Não, ninguém que visse aqueles dois homens no mesmo lugar imaginaria que na verdade eles eram irmãos, ninguém imaginaria as histórias que eles compartilhavam juntos e os caminhos que trilharam separados.

— Intrigante lhe encontrar na Travessa do Tranco, irmão. – falou o mais baixo. – Imaginei que tinha deixado a criminalidade de lado agora que não tem mais a credibilidade dos Black's para livrar-lhe dos problemas.

— Tenho certeza que você não está mais surpreso que eu, Regulus – responde simplesmente, com um sorrisinho debochado. – Não deveria, sei lá, estar velando o corpo de nossa mãe?

O rosto de Regulus continuou neutro, completamente indiferente ao fato da mãe ter supostamente morrido recentemente.

— E aí, a velha se deu mal como? Alguma missão para Voldemort? – debochou ele balançando os cabelos. - Ou alguém finalmente deu àquela mulher o que ela merecia?

— Mamãe está desaparecida, isso está acontecendo muito em meio à guerra, torcemos para que ela seja encontrada logo. – A fala foi mecânica, uma resposta padrão seguido de um suspiro. – Vai embora, Sirius, aqui não é mais o seu lugar.

— Tenho coisas para fazer, Reg.

— Sei bem quais coisas são essas, suas missãozinhas humanitárias, apagando fogos e coletando corpos por aí, vocês estão perdendo tempo, não têm o verdadeiro foco, nem sabem o que deveriam procurar. – Sirius ficou em silêncio, sem forças o suficiente para tentar defender os seus ideais, os últimos meses estavam difíceis, e ele não pode negar que realmente encontraram muitos corpos. – Eu tenho uma obrigação de verdade, vai embora antes que eu comece a falar mais alto.

Às vezes, quando Regulus fala com ele assim, de forma tão absurdamente igual aos pais, Sirius tentava se lembrar da criança que ele acalentava, da criança que se assustava com ratos e trovões. Ele não conseguia mais, só notou que começou a pressionar as unhas na palma das mãos quando sentiu a fisgada de dor, isso era bom, a dor o manteria calmo.

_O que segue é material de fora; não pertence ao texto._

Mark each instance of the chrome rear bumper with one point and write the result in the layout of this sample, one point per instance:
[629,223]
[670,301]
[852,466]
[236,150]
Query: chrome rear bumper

Sirius encarou o braço esquerdo do irmão por algum tempo, quase como se pudesse ver através da manga da capa preta a marca queimada na pele, olhou uma última vez o irmão nos olhos.

— Espero não lhe encontrar de novo. – disse ele simplesmente. – Não quero ser aquele a te matar.

E sem mais, virou as costas e foi embora, deixando Regulus para trás mais uma vez, sem ver o irmão puxar uma mecha de cabelo da nuca.

Exatamente como a criança que um dia ele fora.

X-X

A memória mais antiga de Sirius era de quando ele tinha dois anos. Ele lembrava de ir na ponta dos pés até o quarto ao lado do seu e encarar o bebê rosado através das grades do berço. Ele lembrava de pensar que poderia terminar aquilo ali, que o bebê era fraco e incapaz e talvez nem notassem a falta dele de tão inútil. Porém os gritos recomeçaram, o fazendo pensar que talvez fosse bom ter alguém para dividir a fúria e a solidão.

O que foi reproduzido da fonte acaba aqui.